その後、ロバート・レッドフォードとミア・ファロウ主演の映画を名画座で見た時も、奇麗な映像ということと、ミステリアスというのとは違うが、それでもそれらしい雰囲気をまとってなかなかよかったレッドフォード、そのレッドフォードを煙に巻くファロウが結構印象に残ってはいるが、それでも傑作だと思ったわけではない。多分原作は人生経験を積んだ今の方が面白く読めるだろうと思う。まあ、20歳前後でこの作品を面白いと言っていたやつもいたわけだから、私は金銭的にも精神的にもよほど貧しかったということかね。


ま、とにかく、その「華麗なるギャツビー」の最新の映像化である。実はこの作品、昨年リンカーン・センターでオペラ化もされていて、何やらいきなりひそかにフィッツジェラルドのブームの気配である。今回ギャツビーに扮するトビー・スティーヴンスは、実は私はこれまでまったく知らなかった。しかしイギリスのかの有名なロイヤル・シェイクスピア・カンパニーに属する若手ナンバー1である由。デイジー・ブキャナンに扮するのがミラ・ソルヴィノ。狂言回しであり、番組のナレーターも務めるニック・キャラウェイには、ポール・ラッドが扮している。


実はその主演の二人が、私には今一つであった。ソルヴィノ演じるデイジーはただ幸せでない受け身の金持ちの女性という枠を出ず、しかもそういう役が似合っているとは言い難い。ファロウの造型したデイジーの方が格段によかった。ソルヴィノはたまたま役にはまってしまったというだけでオスカーをとってしまった「誘惑のアフロディーテ」の売春婦以外、はっきり言って大したことはない。奇麗な人であり、ハーヴァードを首席で卒業した才媛 (彼女は中国語も結構いけるそうだ) でもあるらしいが、頭の足りなさそうな役が一番よかったというのは、本人のためにはいいのか悪いのか。しかし、それよりも問題は、彼女ではなく、ギャツビーを演じるスティーヴンスの方である。こちらはもうほとんどミスキャストと断言してしまって差し支えないんじゃないだろうか。

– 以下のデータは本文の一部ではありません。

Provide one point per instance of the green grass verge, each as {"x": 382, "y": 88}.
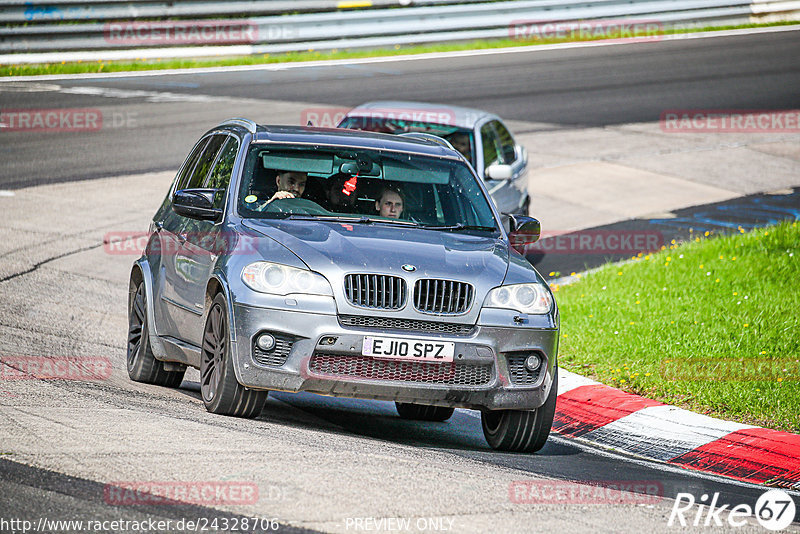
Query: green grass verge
{"x": 310, "y": 55}
{"x": 711, "y": 325}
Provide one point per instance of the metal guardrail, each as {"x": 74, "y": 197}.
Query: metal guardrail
{"x": 349, "y": 29}
{"x": 21, "y": 11}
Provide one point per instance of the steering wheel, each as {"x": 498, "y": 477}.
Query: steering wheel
{"x": 299, "y": 206}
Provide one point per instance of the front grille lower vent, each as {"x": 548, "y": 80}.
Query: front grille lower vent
{"x": 377, "y": 291}
{"x": 367, "y": 368}
{"x": 442, "y": 297}
{"x": 396, "y": 323}
{"x": 519, "y": 373}
{"x": 277, "y": 356}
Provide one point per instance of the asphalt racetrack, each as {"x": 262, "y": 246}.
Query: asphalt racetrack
{"x": 322, "y": 464}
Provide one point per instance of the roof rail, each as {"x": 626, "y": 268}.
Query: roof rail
{"x": 245, "y": 123}
{"x": 428, "y": 137}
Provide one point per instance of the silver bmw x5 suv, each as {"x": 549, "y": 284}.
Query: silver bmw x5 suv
{"x": 350, "y": 264}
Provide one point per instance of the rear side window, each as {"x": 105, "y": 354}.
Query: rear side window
{"x": 491, "y": 146}
{"x": 507, "y": 145}
{"x": 191, "y": 161}
{"x": 198, "y": 177}
{"x": 220, "y": 175}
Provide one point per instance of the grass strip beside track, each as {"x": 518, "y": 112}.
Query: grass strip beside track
{"x": 315, "y": 55}
{"x": 711, "y": 325}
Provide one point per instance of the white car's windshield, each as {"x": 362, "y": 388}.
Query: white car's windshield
{"x": 362, "y": 185}
{"x": 461, "y": 139}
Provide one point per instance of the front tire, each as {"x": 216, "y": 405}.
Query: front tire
{"x": 419, "y": 412}
{"x": 142, "y": 365}
{"x": 521, "y": 430}
{"x": 222, "y": 393}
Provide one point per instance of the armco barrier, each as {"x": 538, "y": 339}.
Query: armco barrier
{"x": 195, "y": 34}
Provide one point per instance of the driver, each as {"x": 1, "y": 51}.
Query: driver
{"x": 290, "y": 184}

ギャツビー役が難しいのはよくわかる。原作からして役者に実力以上のものを要求しそうだし、とにかくまがりなりにもレッドフォードが造型した一つのギャツビーの典型と較べられるのは間違いないからだ。ファロウが演じたデイジーをやるのとは訳が違う。普通の役者じゃ首を縦に振らないだろう。結局スティーヴンスがキャスティングされたのは、本国以外では無名に近いが、それなりの実績があり、自信と野心のあるところを買われてのことだろう。しかし、それが成功したかというと、首を傾げざるを得ない。

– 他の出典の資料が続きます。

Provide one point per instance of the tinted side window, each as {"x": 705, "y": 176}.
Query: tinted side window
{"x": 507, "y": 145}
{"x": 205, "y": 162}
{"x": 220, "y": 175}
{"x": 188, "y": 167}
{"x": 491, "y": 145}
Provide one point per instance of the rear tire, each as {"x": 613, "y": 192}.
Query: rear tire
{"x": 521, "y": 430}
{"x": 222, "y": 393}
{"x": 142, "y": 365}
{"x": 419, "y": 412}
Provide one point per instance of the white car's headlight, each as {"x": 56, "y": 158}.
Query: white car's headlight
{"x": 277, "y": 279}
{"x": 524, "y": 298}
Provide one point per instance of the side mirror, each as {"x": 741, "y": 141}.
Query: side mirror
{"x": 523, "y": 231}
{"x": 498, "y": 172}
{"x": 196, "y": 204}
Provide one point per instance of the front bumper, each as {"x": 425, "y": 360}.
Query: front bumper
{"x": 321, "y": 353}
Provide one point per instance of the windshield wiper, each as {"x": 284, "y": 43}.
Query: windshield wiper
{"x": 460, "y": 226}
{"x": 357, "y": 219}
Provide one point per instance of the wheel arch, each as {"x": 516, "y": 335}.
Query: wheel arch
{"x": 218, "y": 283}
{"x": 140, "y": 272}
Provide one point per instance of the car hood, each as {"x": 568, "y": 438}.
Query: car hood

まず第一に、スティーヴンスはミステリアスという雰囲気からはほど遠い。彼は笑うと向かって右側の唇の端が45度も上に上がるのだが、これはどちらかというと皮肉屋のギャンブラーというノリである。陰のある大富豪という印象はまったく受けない。その上いちいち演技が大仰で、対岸のデイジーのいる屋敷の灯を見つめるというレッドフォードが情感たっぷりに演じていたシーンも、スティーヴンスにはまったく似付かわしくない。ほうらね、やっぱり較べられちゃうんだよ。

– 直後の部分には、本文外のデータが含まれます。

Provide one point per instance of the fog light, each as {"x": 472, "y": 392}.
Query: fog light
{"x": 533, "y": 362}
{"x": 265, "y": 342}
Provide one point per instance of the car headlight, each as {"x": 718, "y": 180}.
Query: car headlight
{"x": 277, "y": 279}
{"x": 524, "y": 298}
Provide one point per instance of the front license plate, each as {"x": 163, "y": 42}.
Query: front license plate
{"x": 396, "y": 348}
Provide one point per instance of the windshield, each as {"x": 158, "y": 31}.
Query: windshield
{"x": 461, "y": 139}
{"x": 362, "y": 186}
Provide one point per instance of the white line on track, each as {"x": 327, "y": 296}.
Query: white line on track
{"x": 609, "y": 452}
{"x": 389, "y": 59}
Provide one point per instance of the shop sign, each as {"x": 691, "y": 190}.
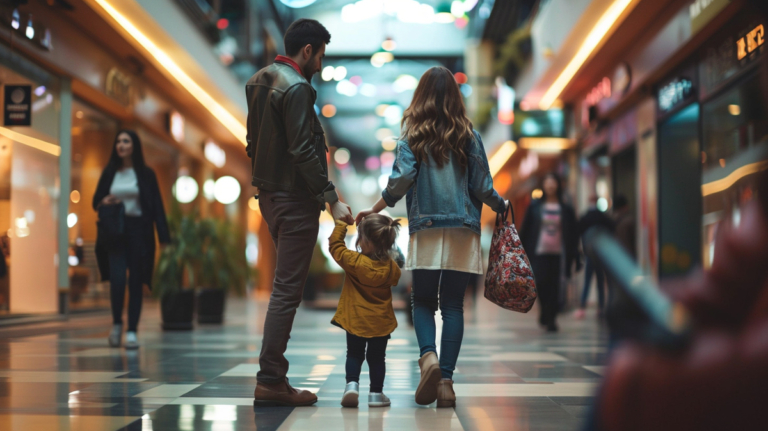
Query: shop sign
{"x": 18, "y": 105}
{"x": 118, "y": 86}
{"x": 750, "y": 42}
{"x": 703, "y": 11}
{"x": 672, "y": 94}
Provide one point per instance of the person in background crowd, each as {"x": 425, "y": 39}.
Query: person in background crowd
{"x": 442, "y": 170}
{"x": 127, "y": 180}
{"x": 287, "y": 148}
{"x": 550, "y": 236}
{"x": 365, "y": 308}
{"x": 593, "y": 218}
{"x": 624, "y": 224}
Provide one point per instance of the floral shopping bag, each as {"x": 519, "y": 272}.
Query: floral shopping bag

ラッドは3年前ヘレン・ハントと共演した「十二夜」、昨年のカリスタ・フロックハートと共演した「バッシュ (Bash)」と、話題となった舞台には必ず出演していたという印象がある。 しかし非常にうまい役者だと思うのだが、なぜだか映画やTVではあまり目にしない。今回気づいたのだが、彼は白人にしては非常に足が短い。足だけではない。手も短いのだ。しかし胴は長く、つまり典型的な胴長短足で、その上、顔はでかい。体形だけ見るとまったく一昔前の日本の歌舞伎役者そっくりで、まるで白人ぽくない。さては彼が映画やTVにそれほど出ないのはそのせいかと思った。舞台はともかく、映像媒体ではそのために顔や演技がいくらよくても主役に抜擢されないのではないか。特に昨年の「バッシュ」はほとんど椅子に座ったままの演技だったから、そういうことにはまったく気がつかなかった。すべてを包み隠さず映しとる映画やTVという媒体は怖い。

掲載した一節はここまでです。